Ceny zbóż, notowania, aktualności

Zła sytuacja na rynku wołowiny

Zła sytuacja na rynku wołowiny
Tak fatalnie z bydłem nie było już dawno - mówią przetwórcy. W małych zakładach na Podkarpaciu czy w Lubuskiem ubijane są tylko pojedyncze sztuki, lepiej jest jedynie na Podlasiu.

Kto chciał się pozbyć zwierząt dawno to zrobił. Brakuje szczególnie buhajów, trudno zdobyć też jałówki. Nawet krowy rzeźne, których jesienią nikt nie chciał kupować teraz stały się towarem deficytowym. Pogłowie jest tak małe, bo przez wiele lat hodowla bydła zupełnie się nie opłacała. Teraz ceny skupu rosną, ale tuż po 1 maja nie ma co liczyć na szybką poprawę sytuacji.

Coraz większe jest zainteresowanie cielętami ras mięsnych. Większość z nich trafia jednak za granicę, a firmy eksportowe płacą za żywiec nawet do 8,50 zł za kilogram. Na krajowym rynku ceny niższe.
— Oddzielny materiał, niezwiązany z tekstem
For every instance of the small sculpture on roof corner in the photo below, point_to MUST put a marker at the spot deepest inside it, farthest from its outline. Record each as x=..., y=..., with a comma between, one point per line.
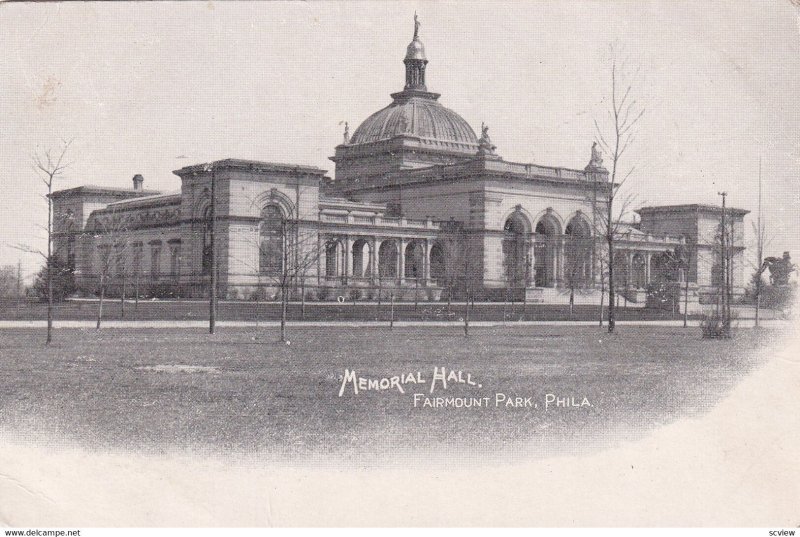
x=597, y=157
x=485, y=145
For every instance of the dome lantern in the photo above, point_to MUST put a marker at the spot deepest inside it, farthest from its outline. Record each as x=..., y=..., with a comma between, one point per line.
x=415, y=61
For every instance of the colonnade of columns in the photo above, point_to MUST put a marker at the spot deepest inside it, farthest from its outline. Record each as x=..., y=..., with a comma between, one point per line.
x=360, y=258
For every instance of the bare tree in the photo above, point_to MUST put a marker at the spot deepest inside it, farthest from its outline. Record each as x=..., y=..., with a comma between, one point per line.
x=288, y=249
x=624, y=115
x=578, y=252
x=111, y=229
x=49, y=166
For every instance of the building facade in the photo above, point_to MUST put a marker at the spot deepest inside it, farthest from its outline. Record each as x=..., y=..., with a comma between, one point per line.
x=419, y=206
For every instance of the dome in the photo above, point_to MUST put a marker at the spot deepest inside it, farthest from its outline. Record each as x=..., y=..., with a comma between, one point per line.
x=420, y=117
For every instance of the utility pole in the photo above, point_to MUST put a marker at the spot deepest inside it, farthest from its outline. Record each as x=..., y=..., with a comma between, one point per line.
x=19, y=284
x=724, y=305
x=212, y=293
x=759, y=246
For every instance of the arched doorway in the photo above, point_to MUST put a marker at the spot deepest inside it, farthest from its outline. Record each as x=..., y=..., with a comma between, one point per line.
x=438, y=264
x=361, y=259
x=270, y=244
x=546, y=251
x=414, y=260
x=332, y=257
x=387, y=259
x=638, y=276
x=516, y=245
x=578, y=248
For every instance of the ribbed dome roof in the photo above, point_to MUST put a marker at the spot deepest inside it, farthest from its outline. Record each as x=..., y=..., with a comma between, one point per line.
x=416, y=116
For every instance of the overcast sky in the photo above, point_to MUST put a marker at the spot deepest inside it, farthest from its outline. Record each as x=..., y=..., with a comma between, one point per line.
x=141, y=85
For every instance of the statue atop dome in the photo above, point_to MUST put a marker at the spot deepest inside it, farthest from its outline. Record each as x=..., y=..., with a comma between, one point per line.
x=596, y=162
x=485, y=146
x=597, y=157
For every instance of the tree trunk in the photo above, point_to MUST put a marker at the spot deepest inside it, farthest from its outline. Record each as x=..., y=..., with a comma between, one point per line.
x=122, y=298
x=391, y=312
x=571, y=301
x=284, y=307
x=758, y=299
x=602, y=297
x=49, y=265
x=100, y=305
x=686, y=300
x=466, y=316
x=303, y=300
x=611, y=297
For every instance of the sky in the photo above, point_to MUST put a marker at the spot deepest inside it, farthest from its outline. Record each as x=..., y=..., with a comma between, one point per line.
x=151, y=87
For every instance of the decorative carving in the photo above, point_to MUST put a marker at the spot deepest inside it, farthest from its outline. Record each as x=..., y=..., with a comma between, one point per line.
x=485, y=145
x=597, y=157
x=779, y=269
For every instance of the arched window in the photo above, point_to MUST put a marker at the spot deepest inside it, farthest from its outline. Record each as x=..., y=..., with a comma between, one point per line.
x=206, y=253
x=438, y=264
x=516, y=245
x=545, y=250
x=578, y=246
x=271, y=241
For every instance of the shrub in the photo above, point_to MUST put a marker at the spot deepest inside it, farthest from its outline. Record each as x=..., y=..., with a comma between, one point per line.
x=714, y=326
x=63, y=281
x=663, y=295
x=323, y=293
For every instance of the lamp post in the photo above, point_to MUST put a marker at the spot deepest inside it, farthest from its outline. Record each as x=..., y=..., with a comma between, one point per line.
x=212, y=293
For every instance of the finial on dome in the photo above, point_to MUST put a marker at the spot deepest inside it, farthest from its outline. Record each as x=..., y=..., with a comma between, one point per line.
x=485, y=146
x=596, y=162
x=415, y=61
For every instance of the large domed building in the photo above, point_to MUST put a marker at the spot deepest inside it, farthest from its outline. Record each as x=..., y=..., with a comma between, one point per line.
x=420, y=206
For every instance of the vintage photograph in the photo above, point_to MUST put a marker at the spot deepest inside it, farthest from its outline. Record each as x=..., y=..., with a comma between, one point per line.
x=336, y=264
Cielaki od krów mlecznych można już kupić nawet po 100 zł za sztukę. Ceny skupu żywca wołowego rosną, ale wciąż są niższe niż wieprzowego. Jałówki kosztują maksymalnie 3 zł za kilogram, buhaje 3,80 zł. Rośnie zainteresowanie mięsem wołowym, równocześnie wzrosły także ceny ćwierci.